Drops Like Stars: A Few Thoughts on Creativity and Suffering
As one of the best and most innovative Christian communicators, Rob Bell has a knack for challenging one’s thinking, expectations and experience. His books, including SEX GOD and VELVET ELVIS, have inspired people to reexamine their theology and seek to understand the story of God with fresh nuances and energy.
His latest book, DROPS LIKE STARS, is unexpected and innovative. The oversized hardcover features beautiful graphics by Bell’s friend, Mark Baas. Every line, font and image has been carefully placed to create not just a book, but an experience. It’s no small feat to transform two-dimensional pages into a three-dimensional encounter, but Bell and Baas manage to pull it off with grace and ease. The details of the book --- from the paper quality, to the red, black and white page colors --- make it fun to interact with, but that fun comes at a serious cost.
DROPS LIKE STARS begins by raising the question of two brothers whose wives become pregnant in the same year. One has a gorgeous healthy baby boy; the other has a miscarriage. How do you resolve this kind of injustice? How do you reconcile that which seems so unfair? How do you handle the emotional swing from grief to celebration? These are the types of questions that Bell raises throughout the book. Though there seems to be little to no resolve, the answer is found in recognizing that even in the brokenness and pain, we can experience and discover truths in ways we could not otherwise.
The book has six sections that aren’t really identifiable, until the end, when the table of contents appears. These include the art of disruption, the art of honesty, the art of the ache, the art of solidarity, the art of elimination, and the art of failure. Bell reveals that in the very things in life that we often want to run away from, we can discover new things about ourselves and God.
“But it’s in that disappointment, in that confusion, in that pain --- the pain that comes from things not going how I wanted them to --- that I find the same thing happening, again and again. I come to the end of myself, to the end of my power, the end of my strength, the end of my understanding, only to find that in that place of powerlessness a strength and peace that weren’t there before. I keep discovering that it’s in the blemish that the Spirit enters. The cross, it turns out, is about the mysterious work of God.”
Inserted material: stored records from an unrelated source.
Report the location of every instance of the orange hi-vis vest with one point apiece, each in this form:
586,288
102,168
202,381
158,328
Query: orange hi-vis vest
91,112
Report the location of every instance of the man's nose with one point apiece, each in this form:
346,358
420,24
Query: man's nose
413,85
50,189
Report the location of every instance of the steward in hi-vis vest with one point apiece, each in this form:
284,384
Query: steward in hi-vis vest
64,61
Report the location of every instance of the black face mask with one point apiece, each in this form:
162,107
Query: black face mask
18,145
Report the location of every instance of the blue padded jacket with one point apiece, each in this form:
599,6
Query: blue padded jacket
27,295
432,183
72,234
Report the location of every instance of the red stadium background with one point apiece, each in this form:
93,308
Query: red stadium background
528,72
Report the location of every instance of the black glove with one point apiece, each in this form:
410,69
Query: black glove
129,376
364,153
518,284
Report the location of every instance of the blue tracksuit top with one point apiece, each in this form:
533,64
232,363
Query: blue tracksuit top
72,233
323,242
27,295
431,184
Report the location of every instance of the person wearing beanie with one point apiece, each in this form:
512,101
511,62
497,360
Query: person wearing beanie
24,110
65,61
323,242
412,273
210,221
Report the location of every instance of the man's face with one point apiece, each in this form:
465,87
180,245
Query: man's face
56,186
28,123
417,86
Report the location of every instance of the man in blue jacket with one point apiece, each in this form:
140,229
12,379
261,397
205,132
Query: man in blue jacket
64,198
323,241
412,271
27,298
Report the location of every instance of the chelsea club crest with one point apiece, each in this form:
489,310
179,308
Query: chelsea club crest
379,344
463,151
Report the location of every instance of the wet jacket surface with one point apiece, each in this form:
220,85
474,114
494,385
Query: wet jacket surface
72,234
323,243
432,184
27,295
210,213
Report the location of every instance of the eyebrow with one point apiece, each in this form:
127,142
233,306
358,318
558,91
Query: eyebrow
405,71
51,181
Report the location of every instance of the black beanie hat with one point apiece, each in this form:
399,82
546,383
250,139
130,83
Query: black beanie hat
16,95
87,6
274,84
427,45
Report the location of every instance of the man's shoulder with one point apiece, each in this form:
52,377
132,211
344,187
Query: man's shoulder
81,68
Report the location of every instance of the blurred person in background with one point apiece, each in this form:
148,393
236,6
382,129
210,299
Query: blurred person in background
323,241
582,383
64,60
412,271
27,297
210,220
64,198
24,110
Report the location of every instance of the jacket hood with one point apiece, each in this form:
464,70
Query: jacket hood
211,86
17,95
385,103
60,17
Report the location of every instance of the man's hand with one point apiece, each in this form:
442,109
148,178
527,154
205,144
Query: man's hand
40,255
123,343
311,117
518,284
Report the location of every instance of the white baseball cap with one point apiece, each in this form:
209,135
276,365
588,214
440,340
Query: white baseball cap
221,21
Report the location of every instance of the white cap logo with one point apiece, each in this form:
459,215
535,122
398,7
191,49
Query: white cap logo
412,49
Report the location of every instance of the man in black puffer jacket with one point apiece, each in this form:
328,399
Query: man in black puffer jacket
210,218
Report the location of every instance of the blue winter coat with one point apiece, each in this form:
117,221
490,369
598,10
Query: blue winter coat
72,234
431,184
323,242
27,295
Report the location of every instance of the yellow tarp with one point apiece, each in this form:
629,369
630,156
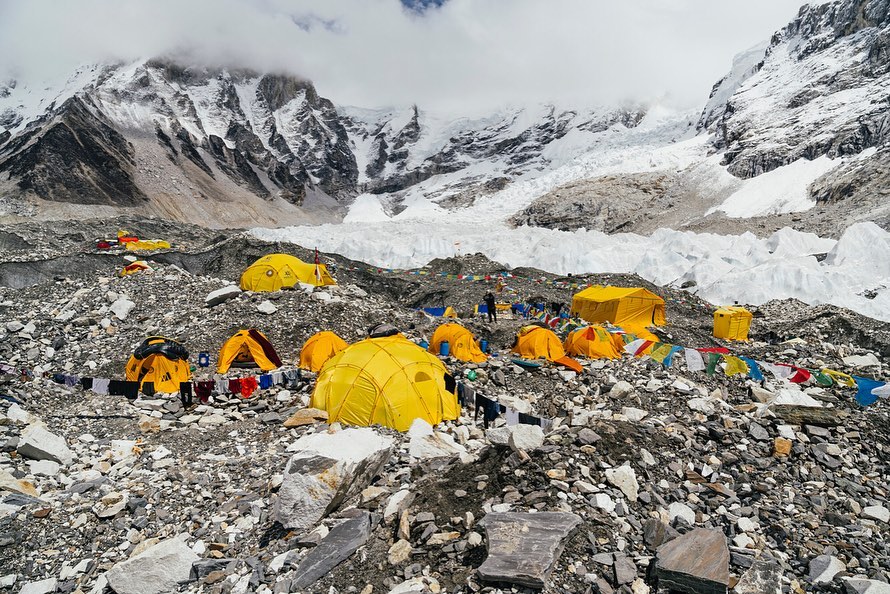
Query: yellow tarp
248,348
319,348
276,271
147,244
732,323
635,306
534,342
460,341
387,381
593,342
DROPS LIKE STARS can be read in less than an hour for most, less than a half an hour for some. With many of the pages containing only a handful of words and some none at all, the $34.99 price tag will leave some readers wondering, “Where’s the content?” which in some ways contains its own ironic beauty. Maybe by recognizing that readers really do want to buy words --- not just white space --- Bell will learn to fill his books with quality and quantity all the while recognizing that the two really do go nicely together.